Familie ist wichtig in Italien, sehr wichtig sogar. Aber auch im Land von "dolce vita" geht die Arbeit vor. Deshalb begann der Tag für Leonardo Bonuccis Sohn mit einer Enttäuschung. Wo sein Papa denn hingehe, wollte der kleine Mann wissen. Nach Berlin, arbeiten, entgegnete Vater Bonucci. Schade, sagte sein Sohn, er wollte eigentlich an den Strand gehen.

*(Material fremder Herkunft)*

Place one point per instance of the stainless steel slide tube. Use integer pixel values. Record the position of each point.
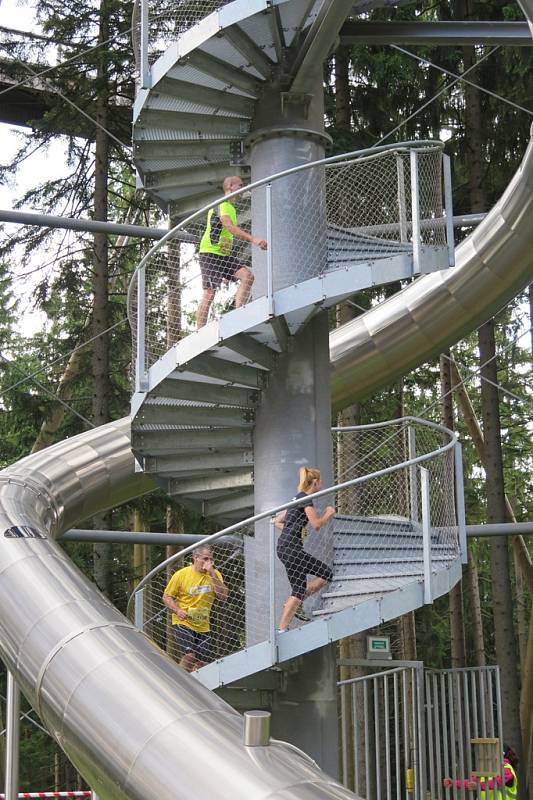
(130, 720)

Es war der Beginn der launigsten Phase dieser Pressekonferenz. Ausgelöst ausgerechnet von Bonucci. Der Verteidiger schaute auf dem Podium bis dahin so grimmig, wie der Türsteher einer Turiner Szene-Diskothek - oder wie man es eben von einem italienischen Abwehrspieler vor einem großen Finale eben erwartet.

Den günstigen Moment nutzte Gianluigi Buffon ebenfalls für eine kleine Familiengeschichte. Seine beiden Söhne hätten sich ein anderes Finale gewünscht, weil sie jetzt nicht uneingeschränkt ihrem Vater die Daumen drücken könnten. Ein Sohn sei Fan von Lionel Messi, der andere von Neymar, gestand Buffon und rutschte dabei immer weiter unters Pult.

Mit Buffon auf der Playstation

Ausgerechnet die zwei Offensivstars Barcas, die von Luis Suarez zum gefürchtetsten Angriff der Welt komplettiert werden und die Buffon am Samstag im Finale der Champions League ordentlich einschenken wollen.

Neymar selbst sprach später von einem "Kindheitstraum", der mit dem Endspiel für ihn in Erfüllung gehe. Mit Buffon habe er früher immer auf der Playstation gespielt. Der Respekt vor der italienischen Torhüterlegende sei riesengroß.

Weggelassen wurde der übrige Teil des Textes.